Domain Adaptation Using Pseudo Labels
Sachin Chhabra, Hemanth Venkateswara, Baoxin Li
TL;DR
This paper tackles unsupervised domain adaptation by addressing category misalignment that arises from marginal distribution alignment. It introduces DAPL, a simple pipeline that generates target pseudo labels via a Gaussian Mixture-based feature space, then progressively refines and filters them through Confidence, Conformity, and Consistency criteria before using them as supervision to adapt a source classifier. A per-epoch target supervision schedule and a time-varying loss weight enable gradual domain adaptation, yielding competitive results across Digits, VisDA, and Office-Home benchmarks while avoiding heavy domain-alignment losses. The findings show that high-quality pseudo labels, obtained through principled filtering, can match or exceed outcomes from more complex domain-alignment techniques, with practical impact for robust, data-efficient domain adaptation. The approach also highlights the importance of limiting confirmation bias and suggests avenues for future refinement when target data are scarce.
Abstract
In the absence of labeled target data, unsupervised domain adaptation approaches seek to align the marginal distributions of the source and target domains in order to train a classifier for the target.
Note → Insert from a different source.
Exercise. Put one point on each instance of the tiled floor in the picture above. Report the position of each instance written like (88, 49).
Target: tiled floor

Unsupervised domain alignment procedures are category-agnostic and end up misaligning the categories. We address this problem by deploying a pretrained network to determine accurate labels for the target domain using a multi-stage pseudo-label refinement procedure. The filters are based on the confidence, distance (conformity), and consistency of the pseudo labels. Our results on multiple datasets demonstrate the effectiveness of our simple procedure in comparison with complex state-of-the-art techniques.